Dialogues and screenplay, separated at birth: Abbas Tyrewala
Indian filmmakers actually need to 'see' a story (in their mind's eye or with Korean subtitles) before they have it written out, writes screenplay and dialogue writer Abbas Tyrewala.
India is the only country in the world where writing dialogue is a stand-alone craft. Nowhere else is the function of writing screenplay separated into (literally) ‘Screenplay’, ie the visual occurrence of events on screen, and ‘Dialogue’, the spoken word.
In this piece, I briefly explore the possible causes of how we landed up here, rather than commenting upon its merits, demerits, advantages, efficacy or limitations. Further, I speak not with any smug authority, but inviting involvement in the thought process.
Interestingly, one cannot imagine a similar segregation in a play or a book. It seems self-evident that if you choose a medium to narrate your story, you better be able to deliver that story in that medium in its entirety. So why does no one raise an eyebrow (screenplay) and say, "But why is this so?" (dialogue).
To some extent, it’s because the function of screenplay has never been fully understood by most Indian writers. A screenplay is ALL the events that occur on the screen and on the ‘speakers’.
When cinema first started captivating the world, the only Indians who had the combination of exposure to it, the education required to acquire the technical knowledge, and the money to invest in this new and relatively expensive medium were those whose families had recourse to a Western education. Speaking English well was the hallmark of a good upbringing.
When these people took to cinema, they had everything except an easy command over the language in which talkies would need to occur to be accessible to the Indian audience. Speaking a mother tongue well wasn’t enough either. You had to reach a country of a thousand tongues and dialects. So you had to communicate in a ‘universal’ language that didn’t leave anyone feeling alienated.
The only such available language was Hindustani, that wonderful combination of Hindi with Urdu and Farsi. Not everyone from such families spoke it well. So how could a Bengali filmmaker tell a story for his country that did not only reach a Bengali-speaking audience? How would a Maharashtrian director do so?
So perhaps early dialogue writers were simply technicians to compensate for this minor lacuna.

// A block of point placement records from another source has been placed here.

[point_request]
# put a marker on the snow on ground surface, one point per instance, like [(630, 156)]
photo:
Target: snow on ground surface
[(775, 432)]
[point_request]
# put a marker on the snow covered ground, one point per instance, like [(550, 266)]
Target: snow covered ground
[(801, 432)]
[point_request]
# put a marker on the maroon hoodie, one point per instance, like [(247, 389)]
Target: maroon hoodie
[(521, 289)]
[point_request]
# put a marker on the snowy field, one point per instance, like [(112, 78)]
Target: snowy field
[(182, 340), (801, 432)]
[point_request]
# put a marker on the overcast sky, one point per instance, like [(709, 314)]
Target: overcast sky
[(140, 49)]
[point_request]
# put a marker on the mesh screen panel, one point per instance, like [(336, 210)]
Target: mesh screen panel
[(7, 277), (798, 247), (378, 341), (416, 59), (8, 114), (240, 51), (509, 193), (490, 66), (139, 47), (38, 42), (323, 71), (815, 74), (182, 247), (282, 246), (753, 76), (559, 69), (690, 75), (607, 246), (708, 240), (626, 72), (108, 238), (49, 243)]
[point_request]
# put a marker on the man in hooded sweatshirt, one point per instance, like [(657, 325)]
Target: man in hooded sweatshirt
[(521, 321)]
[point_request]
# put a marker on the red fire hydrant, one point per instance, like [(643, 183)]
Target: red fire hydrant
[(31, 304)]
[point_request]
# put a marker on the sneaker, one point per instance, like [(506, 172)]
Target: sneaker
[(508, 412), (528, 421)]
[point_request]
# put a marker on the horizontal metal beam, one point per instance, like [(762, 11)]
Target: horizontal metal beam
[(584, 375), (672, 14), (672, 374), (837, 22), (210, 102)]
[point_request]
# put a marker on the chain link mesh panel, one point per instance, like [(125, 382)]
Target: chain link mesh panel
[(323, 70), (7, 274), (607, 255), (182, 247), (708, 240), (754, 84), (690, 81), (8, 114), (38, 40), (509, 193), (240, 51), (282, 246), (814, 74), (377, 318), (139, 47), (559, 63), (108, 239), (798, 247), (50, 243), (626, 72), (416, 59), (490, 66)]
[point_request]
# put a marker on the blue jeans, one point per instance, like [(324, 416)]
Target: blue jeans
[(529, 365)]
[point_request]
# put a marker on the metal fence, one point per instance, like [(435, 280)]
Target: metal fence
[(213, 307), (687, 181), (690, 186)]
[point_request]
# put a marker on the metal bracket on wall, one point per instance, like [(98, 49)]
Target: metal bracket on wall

Much like a filmmaker not knowing how to compose music, but knowing exactly what kind of song he wants and what it was doing in the story.
But what began as a necessity soon became a luxury and an imperative. Filmmakers started feeling more secure with someone skilled in bombast and rhetoric, the staples of Indian film cuisine. The Indian audience’s visceral reaction to dialogues didn’t hurt any; around the time the "Odessa Steps" sequence in The Untouchables (originally in Battleship Potemkin) was gaining cult status, we Indians were in a state of uproarious delight over Mogambo khush hua!
Further, because the country wasn’t exactly teeming with people who grasped the medium and its possibilities straightaway, Indian filmmakers took to the ‘auteur’ mode early on.
So only one person needed to have the vision for how various crafts would come together to tell one cohesive story. Everyone else could do what they did best without fully understanding its function in a broader context. So even if someone else had a story to narrate, they could in effect write it as a ‘play’ and leave the ‘screen’ to someone who got it.
This has also resulted in a culture where Indian filmmakers are virtually incapable of directing a story that has not come from within them. They actually need to ‘see’ a story (whether in their mind’s eye or with Korean subtitles) before they have it written. How many films of any scale have we seen where the director’s name features nowhere in the writing credits (especially ‘Story’)?
As a result, even today, many writers can (and typically do) write words without completely understanding their function in the broader act of telling a story on screen.
They leave the visualisation (what ‘screenplay’ has come to mean here at home) to the director (and her/his ‘screenplay writer’ – essentially someone who spares the director the trouble of actually writing anything), and simply tell the story through entries, exits, macro phenomena like ‘slap’, ‘fight’ and ‘song sequence’. And of course, dialogues."
Abbas Tyrewala has written films like Maqbool, Main Hoon Na and Munna Bhai M.B.B.S.